Он догадался, что именно она хотела сказать, и густо покраснел.

– Панна Зофья! – прошептал он. – Клянусь вам, клянусь жизнью, что я всегда буду таким, как сейчас…

И вдруг неожиданно красная ручка девушки очутилась в большой, запачканной известкой ладони каменщика. Пожатие было крепким и сердечным. Не сказав ни слова на прощание, они разошлись в разные стороны. За ним вприпрыжку весело бежал Жужук, а Зося несла в рукаве пальто озябшего тощего котенка.

В течение нескольких месяцев Романо́ва, Жужук и одна из дочек одного из самых почтенных мастеров Онгрода были очень счастливы.

А потом…

* * *

Ремесло каменщика, хотя и хорошо оплачивается, имеет, однако, ту дурную сторону, что часть года рабочие вынуждены сидеть без дела.

Начиная с марта и до октября, самое позднее до ноября, работай сколько душе угодно, но как только пойдут осенние дожди и выпадет первый снег, тогда уж сиди сложа руки, хотя бы работа тебе нужна была до зарезу! Кое-кто находит выход из положения. Ставят гончарные печи и в зимнее время обжигают глиняную посуду. Вначале Михал также пытался заняться этим делом и поздней осенью пошел работать к гончару.

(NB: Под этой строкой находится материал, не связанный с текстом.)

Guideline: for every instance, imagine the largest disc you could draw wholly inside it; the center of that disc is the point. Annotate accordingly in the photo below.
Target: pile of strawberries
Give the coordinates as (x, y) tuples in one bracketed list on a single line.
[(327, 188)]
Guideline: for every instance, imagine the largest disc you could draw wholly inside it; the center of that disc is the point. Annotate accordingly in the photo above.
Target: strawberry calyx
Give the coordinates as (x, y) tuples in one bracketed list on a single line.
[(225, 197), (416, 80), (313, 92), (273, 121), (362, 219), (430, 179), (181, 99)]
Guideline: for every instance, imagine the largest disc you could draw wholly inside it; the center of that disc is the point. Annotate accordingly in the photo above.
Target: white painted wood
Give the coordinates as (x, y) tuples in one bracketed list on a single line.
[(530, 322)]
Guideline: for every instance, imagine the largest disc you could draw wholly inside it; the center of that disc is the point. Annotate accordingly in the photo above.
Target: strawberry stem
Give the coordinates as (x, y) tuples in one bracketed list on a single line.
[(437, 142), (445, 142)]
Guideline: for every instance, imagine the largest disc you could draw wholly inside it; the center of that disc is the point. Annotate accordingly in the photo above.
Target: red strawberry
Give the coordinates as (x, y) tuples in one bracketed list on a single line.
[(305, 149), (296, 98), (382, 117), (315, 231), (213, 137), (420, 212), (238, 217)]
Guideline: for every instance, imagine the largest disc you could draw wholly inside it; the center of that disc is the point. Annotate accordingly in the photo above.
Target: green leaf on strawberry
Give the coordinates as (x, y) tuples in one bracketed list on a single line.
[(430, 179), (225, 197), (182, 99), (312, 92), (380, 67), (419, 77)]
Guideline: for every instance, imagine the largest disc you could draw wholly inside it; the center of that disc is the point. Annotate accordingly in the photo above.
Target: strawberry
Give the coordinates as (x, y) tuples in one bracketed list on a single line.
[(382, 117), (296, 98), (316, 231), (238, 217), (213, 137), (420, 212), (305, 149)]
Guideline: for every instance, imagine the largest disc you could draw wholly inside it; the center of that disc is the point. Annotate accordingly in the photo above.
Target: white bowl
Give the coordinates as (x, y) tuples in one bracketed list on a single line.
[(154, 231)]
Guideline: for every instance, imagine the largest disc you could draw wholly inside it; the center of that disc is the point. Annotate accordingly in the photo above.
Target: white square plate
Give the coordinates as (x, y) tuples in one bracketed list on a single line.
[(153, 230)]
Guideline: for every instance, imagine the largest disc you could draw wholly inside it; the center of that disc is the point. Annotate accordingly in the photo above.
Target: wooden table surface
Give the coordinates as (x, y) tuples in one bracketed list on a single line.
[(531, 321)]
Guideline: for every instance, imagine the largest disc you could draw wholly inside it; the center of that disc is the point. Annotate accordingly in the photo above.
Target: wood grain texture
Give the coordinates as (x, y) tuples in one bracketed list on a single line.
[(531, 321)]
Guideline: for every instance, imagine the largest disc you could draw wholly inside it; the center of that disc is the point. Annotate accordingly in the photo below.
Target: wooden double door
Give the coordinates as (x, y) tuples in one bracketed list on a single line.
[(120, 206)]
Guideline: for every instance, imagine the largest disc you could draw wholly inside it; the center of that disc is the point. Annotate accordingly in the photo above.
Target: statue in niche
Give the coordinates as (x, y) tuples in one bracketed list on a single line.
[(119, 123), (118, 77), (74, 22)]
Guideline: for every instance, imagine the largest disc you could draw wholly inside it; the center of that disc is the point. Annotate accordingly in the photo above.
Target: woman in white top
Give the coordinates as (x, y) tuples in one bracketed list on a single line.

Однако, попытка оказалась не особенно удачной. Необходимость все время возиться у раскаленной печи в закрытом и душном помещении тяготила его, он по натуре был подвижным, привык работать на вольном воздухе, широко размахивать сильными руками и дышать полной грудью.

Кроме того, ремесло гончара казалось ему унизительным и годным лишь для людей ни к чему не способных или неудачников. В конце концов эта работа ему опостылела, он бросил ее и месяца четыре-пять в году совсем не работал. Романо́ва твердо помнила, что он впервые напился именно в такое время. Ему исполнилось тогда всего девятнадцать лет. Кто его знает, почему парня потянуло к «волчьим глазам». Говорили, что вначале Михалка затащил в кабак Шлемы гончар Винценты, а затем привлекала пламенным взглядом своих черных глаз какая-то бесстыжая девка. Первое время это случалось редко; дальше пошли всякие знакомства, встречи, возможность и охота собирать и угощать веселую компанию. Такие сборища стали его страстью. Он кичился тем, что может приглашать и угощать людей, что лучше других играет на бильярде и сводит с ума всех женщин из своей веселой компании. Он играл на бильярде, шатался по кабакам и затевал там шумные пирушки, а разве возможно при этом не выпить для начала пивка, а затем хлебнуть и водочки и закончить тем напитком, который завсегдатаи кабаков считают чем-то вроде божественного нектара, – приготовляется он из зажженного спирта и стекающих в него капель сахара, который тает над синим пламенем.

Иногда Михал пытался оправдаться перед матерью и Хлевинским.

– Рабочему человеку необходимо бывает развлечься… – заявлял он.

А зимой, когда работы у него не было, он уверял, что его гложет такая тоска, что, не пойди он в кабак, ему впору повеситься или утопиться.

У него было много товарищей, но они не тосковали так, как он. Когда мать обращала на это его внимание, он отвечал:

– Что ж тут удивительного? Все они убогие, бесталанные люди! Работать не умеют, и веселиться им не надо! У них вода в жилах течет, а у меня горячая кровь!

Слова эти сбивали мать с толку. Что бы она ни делала – снимала ли пену с супа, рубила ли мясо на котлеты, чистила ли овощи, – все время думала, взвешивала, размышляла, но сообразить никак не могла… Неужели это возможно?..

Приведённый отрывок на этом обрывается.